According to the team from Bath’s Center for Sustainable and Circular Technologies (CSCT), their mild and rapid chemical recycling process is best suited for polycarbonates, a robust class of plastics commonly used in construction and engineering.
The scientists note that they were able to completely break down commercial poly(bisphenol A carbonate) (BPA-PC) beads within 20 minutes at room temperature using a zinc-based catalyst and methanol.
The waste can then be converted into its chemical constituents, namely bisphenol A (BPA) and dimethyl carbonate (DMC), helping to preserve product quality over an infinite number of cycles.
BPA recovery prevents leakage of a potentially damaging environmental pollutant, and DMC is a valuable green solvent and building block for other industrial chemicals.
According to the scientists, the new catalyst is also tolerant to other commercial sources of BPA-PC (e.g. CD) and mixed waste feeds, increasing industrial relevance, whilst being amenable to other plastics (e.g. poly(lactic acid) (PLA) and poly(ethylene terephthalate) (PET)) at higher temperatures.
The team has also demonstrated a completely circular approach to producing several renewable poly(ester-amide)s (PEAs) based on terephthalamide monomers derived from waste PET bottles.
These materials have excellent thermal properties and could potentially be used in biomedical applications, for example drug delivery and tissue engineering.
The Bath research is significant as plastic waste residing in either landfill or the natural environment currently outweighs all living biomass (4 Giga tonnes).

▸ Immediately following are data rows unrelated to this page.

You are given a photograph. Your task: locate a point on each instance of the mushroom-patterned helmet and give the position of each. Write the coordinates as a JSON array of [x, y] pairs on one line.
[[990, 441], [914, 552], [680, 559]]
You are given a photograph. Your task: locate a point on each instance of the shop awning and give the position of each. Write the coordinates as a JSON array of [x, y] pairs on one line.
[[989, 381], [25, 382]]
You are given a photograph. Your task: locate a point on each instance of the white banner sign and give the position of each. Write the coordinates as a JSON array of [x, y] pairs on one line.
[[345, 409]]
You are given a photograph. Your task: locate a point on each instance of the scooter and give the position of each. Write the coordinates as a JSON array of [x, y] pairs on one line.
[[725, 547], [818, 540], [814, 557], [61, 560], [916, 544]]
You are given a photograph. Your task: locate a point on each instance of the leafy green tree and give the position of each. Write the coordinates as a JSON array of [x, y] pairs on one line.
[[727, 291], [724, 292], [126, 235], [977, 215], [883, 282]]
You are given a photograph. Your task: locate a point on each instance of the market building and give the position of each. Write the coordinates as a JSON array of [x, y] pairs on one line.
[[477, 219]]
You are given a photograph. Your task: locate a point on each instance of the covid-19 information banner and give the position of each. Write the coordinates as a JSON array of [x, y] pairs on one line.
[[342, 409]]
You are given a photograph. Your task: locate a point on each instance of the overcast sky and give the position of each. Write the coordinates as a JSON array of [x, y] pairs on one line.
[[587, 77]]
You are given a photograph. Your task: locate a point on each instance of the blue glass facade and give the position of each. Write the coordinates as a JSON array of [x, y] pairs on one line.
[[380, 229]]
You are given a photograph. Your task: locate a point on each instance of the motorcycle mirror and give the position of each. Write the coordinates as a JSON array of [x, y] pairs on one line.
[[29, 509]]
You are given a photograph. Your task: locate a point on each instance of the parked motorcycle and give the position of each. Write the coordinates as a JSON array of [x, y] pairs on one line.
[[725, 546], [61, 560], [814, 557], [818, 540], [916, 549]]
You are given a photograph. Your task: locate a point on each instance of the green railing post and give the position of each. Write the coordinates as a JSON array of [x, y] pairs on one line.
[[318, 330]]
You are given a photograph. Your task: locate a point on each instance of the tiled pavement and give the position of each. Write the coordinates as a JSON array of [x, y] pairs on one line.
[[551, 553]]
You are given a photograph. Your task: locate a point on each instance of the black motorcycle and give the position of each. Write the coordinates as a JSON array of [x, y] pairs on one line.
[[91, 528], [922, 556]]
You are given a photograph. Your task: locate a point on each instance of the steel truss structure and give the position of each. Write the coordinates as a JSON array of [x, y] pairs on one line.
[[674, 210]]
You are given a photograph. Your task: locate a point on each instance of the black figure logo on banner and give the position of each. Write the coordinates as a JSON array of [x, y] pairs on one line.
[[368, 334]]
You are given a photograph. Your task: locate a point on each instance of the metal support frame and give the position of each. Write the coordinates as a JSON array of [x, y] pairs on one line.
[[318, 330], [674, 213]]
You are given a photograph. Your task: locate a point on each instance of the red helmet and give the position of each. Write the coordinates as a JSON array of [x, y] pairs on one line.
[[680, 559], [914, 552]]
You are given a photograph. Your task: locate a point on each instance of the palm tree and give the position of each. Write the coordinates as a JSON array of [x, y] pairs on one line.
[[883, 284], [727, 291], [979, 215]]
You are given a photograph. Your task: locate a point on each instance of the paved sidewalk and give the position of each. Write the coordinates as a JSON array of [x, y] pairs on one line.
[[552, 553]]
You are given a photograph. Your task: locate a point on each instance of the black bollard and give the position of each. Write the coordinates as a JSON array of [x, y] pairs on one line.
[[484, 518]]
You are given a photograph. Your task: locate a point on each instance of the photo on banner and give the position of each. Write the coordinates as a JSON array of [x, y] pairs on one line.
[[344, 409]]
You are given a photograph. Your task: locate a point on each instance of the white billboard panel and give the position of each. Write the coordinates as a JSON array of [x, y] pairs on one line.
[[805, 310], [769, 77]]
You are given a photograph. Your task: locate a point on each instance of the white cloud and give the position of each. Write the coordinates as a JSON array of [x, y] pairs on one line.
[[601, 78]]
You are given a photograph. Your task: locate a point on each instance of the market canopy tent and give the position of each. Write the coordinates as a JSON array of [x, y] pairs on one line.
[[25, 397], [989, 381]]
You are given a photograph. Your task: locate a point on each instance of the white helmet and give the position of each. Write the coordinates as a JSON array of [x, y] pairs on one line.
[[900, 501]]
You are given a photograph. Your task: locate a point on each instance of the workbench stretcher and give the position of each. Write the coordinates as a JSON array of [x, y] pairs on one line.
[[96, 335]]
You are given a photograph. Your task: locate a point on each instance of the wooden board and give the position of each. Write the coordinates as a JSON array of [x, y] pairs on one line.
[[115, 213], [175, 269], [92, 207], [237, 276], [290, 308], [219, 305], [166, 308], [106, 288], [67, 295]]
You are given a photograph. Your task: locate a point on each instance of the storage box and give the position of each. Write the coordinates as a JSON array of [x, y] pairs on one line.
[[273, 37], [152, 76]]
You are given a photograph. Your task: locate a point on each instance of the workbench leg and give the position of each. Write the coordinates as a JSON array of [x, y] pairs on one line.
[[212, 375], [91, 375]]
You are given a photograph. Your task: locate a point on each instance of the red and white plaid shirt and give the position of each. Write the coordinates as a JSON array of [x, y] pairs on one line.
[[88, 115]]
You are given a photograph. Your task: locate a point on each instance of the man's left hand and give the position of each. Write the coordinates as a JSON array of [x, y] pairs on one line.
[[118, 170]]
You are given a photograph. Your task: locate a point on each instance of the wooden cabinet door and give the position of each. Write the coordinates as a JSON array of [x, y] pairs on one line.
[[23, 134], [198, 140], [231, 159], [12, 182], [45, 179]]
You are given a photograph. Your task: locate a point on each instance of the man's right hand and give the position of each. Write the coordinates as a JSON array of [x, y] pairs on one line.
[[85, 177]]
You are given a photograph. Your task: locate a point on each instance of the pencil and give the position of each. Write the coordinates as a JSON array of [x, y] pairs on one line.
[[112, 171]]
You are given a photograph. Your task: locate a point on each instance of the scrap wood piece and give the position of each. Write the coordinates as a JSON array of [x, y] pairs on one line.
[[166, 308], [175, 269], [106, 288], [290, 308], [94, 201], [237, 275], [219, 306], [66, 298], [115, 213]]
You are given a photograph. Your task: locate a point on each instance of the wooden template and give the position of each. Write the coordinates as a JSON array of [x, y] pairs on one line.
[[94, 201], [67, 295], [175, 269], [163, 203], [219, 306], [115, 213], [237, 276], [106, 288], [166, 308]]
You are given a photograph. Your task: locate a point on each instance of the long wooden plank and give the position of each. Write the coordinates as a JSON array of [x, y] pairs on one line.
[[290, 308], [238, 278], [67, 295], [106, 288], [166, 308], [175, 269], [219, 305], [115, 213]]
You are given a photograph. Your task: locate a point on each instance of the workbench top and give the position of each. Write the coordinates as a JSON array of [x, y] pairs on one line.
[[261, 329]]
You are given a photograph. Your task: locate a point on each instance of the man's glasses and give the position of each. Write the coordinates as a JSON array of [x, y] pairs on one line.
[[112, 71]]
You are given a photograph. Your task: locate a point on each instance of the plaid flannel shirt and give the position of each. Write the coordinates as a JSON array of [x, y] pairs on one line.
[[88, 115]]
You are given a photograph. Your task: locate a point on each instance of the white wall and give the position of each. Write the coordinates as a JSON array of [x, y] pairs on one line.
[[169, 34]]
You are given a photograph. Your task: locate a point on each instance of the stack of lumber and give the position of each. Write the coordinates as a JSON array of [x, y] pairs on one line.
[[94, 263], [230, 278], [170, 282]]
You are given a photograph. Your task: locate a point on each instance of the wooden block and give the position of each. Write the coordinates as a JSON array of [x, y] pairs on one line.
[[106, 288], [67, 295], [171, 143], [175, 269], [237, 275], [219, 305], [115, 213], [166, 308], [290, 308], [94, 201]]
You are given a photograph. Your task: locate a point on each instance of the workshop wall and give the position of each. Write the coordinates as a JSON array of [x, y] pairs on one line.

No doubt, recycling rates are increasing across Europe, but traditional methods remain limited because the harsh re-melting conditions reduce the quality of the material each time it’s recycled.
According to the CSCT team, their technology has only been demonstrated on a small scale so far.
They are however working on catalyst optimization and plan to scale up the process (300 mL) with collaborators at the University of Bath.